ECLI:NL:RBDHA:2014:16658
Rechtbank Den Haag
- Wraking
- Rechtspraak.nl
Afwijzing wrakingsverzoek in strafzaak tegen verdachte
In deze zaak heeft de wrakingskamer van de Rechtbank Den Haag op 16 december 2014 het verzoek tot wraking van de strafrechters mrs. M. Koole, M. Rootring en A.M. Boogers afgewezen. Het verzoek tot wraking werd ingediend door de raadsman van de verdachte, mr. D.H. van den Elzen, naar aanleiding van een zitting op 10 december 2014. Tijdens deze zitting had de raadsman mondeling verzocht om wraking van alle leden van de meervoudige strafkamer, omdat hij vreesde dat de rechters niet onpartijdig zouden zijn. De officier van justitie, mr. R.A.E. van Noort, heeft op 11 december 2014 schriftelijk zijn standpunt over het wrakingsverzoek gepresenteerd.
De wrakingskamer heeft de behandeling van het verzoek op 12 december 2014 voortgezet en uiteindelijk op 16 december 2014 de beslissing genomen. De wrakingskamer oordeelde dat de aangevoerde gronden voor wraking, waaronder de afwijzing van verzoeken tot het toelaten van getuigen en een aanhoudingsverzoek, niet voldoende waren om te concluderen dat er sprake was van vooringenomenheid of dat de rechters de schijn van partijdigheid hadden gewekt. De wrakingskamer benadrukte dat rechters uit hoofde van hun aanstelling vermoed worden onpartijdig te zijn, tenzij er uitzonderlijke omstandigheden zijn die dit tegenspreken.

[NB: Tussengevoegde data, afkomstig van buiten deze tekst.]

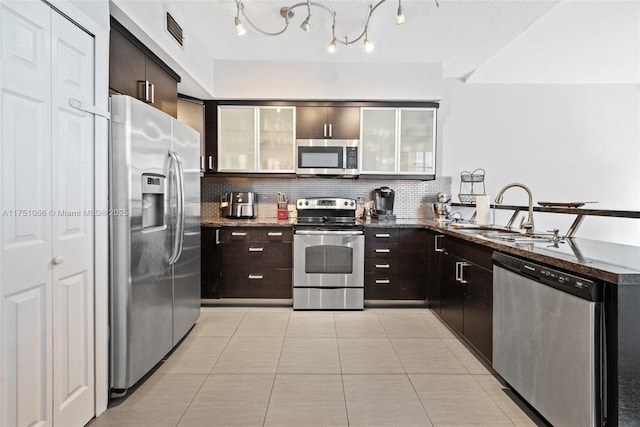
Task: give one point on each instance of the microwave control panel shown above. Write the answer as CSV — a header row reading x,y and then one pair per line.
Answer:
x,y
352,158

De wrakingskamer concludeerde dat de omstandigheden en feiten die door de verzoeker waren aangevoerd, niet de vrees voor partijdigheid objectief rechtvaardigden. De beslissing om het wrakingsverzoek af te wijzen werd unaniem genomen door de wrakingskamer, die ook de procesgang en de motivering van de strafrechters in ogenschouw nam. De beslissing werd openbaar uitgesproken en een afschrift werd toegezonden aan de betrokken partijen, waaronder de verzoeker en zijn raadsman, de officier van justitie en de strafrechters.